Desde logo nos programas da UE como o novel Plano de Investimento Externo (EIP) com o novo Fundo Europeu para o Desenvolvimento Sustentável (EFSD); e noutros instrumentos que venham a ser criados sob a égide do Novo Consenso Europeu sobre o Desenvolvimento. Seguindo de perto as iniciativas nacionais e regionais que venham a ser desenvolvidas ao abrigo da ‘Agenda 2063’ da UA e do Programa para o Desenvolvimento de Infraestruturas em África (PIDA). 

 

Se Portugal quer ter um papel a desempenhar, e devíamos querer porque temos não só forte tradição mas também muitos interesses em jogo no continente africano, precisamos de ter uma postura mais comprometida, mais empenhada e não só ao nível dos discursos e dos ‘contactos políticos’. É necessário providenciar meios financeiros adequados para as agências e entidades públicas que trabalham neste setor e integrar esse trabalho com o que é desenvolvido pelas associações empresariais e as empresas que já têm presença e rede nos países africanos.

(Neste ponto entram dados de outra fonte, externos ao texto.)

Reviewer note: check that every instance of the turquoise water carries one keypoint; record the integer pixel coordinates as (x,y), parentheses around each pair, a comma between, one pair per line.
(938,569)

Por outro lado, é necessário apoiar os países africanos, sobretudo aqueles cuja população vai crescer de forma mais expressiva, a adotar medidas tendentes a melhorar o crescimento económico e o emprego inclusivo. Infelizmente vários destes países não têm tradição de planeamento económico no longo prazo e as políticas adotadas estão longe de ser conducentes à atração de investimento estrangeiro.

 

Uma das maiores dificuldades que se colocará relativamente à execução dos projetos que necessitarão de ser levados a cabo em África prende-se com o acesso a fundos. O rápido crescimento populacional em África e as necessidades que vai gerar vão tornar essa discrepância cada vez mais gritante. A necessidade de fundos para financiar estas necessidades adicionais – seja em infraestruturas, seja em habitação, seja para criar empregos locais em geral – será enorme. Ora, por um lado apenas uma parte muito diminuta do capital necessário é gerado em África. A insuficiência de fundos disponibilizados pela banca ou instituições financeiras domésticas africanas também não conseguirá ser complementada pelos fundos provenientes de instituições financeiras internacionais (IFI). Além disso, cada vez mais o financiamento de IFI está condicionado a que os projetos em causa sejam também financiados por instituições financeiras privadas, ou seja, que faça sentido em termos de mercado. Ora, já hoje assistimos a uma grande insuficiência de fundos (nacionais ou de IFI) para projetos importantes em infraestruturas ou para a revitalização do tecido empresarial dos [poucos] países africanos que fazem planeamento a longo prazo.

Por outro lado, o aumento de fundos/capitais disponíveis noutras geografias, com especial incidência na Ásia, vão fazer muitas corporações e investidores focar a sua atuação ou expansão noutros mercados. Se não for feito um esforço sério de mudança em muitos países africanos, as necessidades e o potencial de negócio continuarão lá mas não haverá financiamento disponível nem, muitas vezes, corporações com know-how e expertise disponíveis para abraçar estes desafios cruciais ao desenvolvimentos sustentado dos países africanos.

Por isso não é de estranhar que o primeiro pilar da ‘Parceria G20-África’ respeite ao ‘reforço do enquadramento para o financiamento privado e o investimento’.

 

A dificuldade de acesso a fundos é um problema com que já hoje se debatem as empresas portuguesas operando em África.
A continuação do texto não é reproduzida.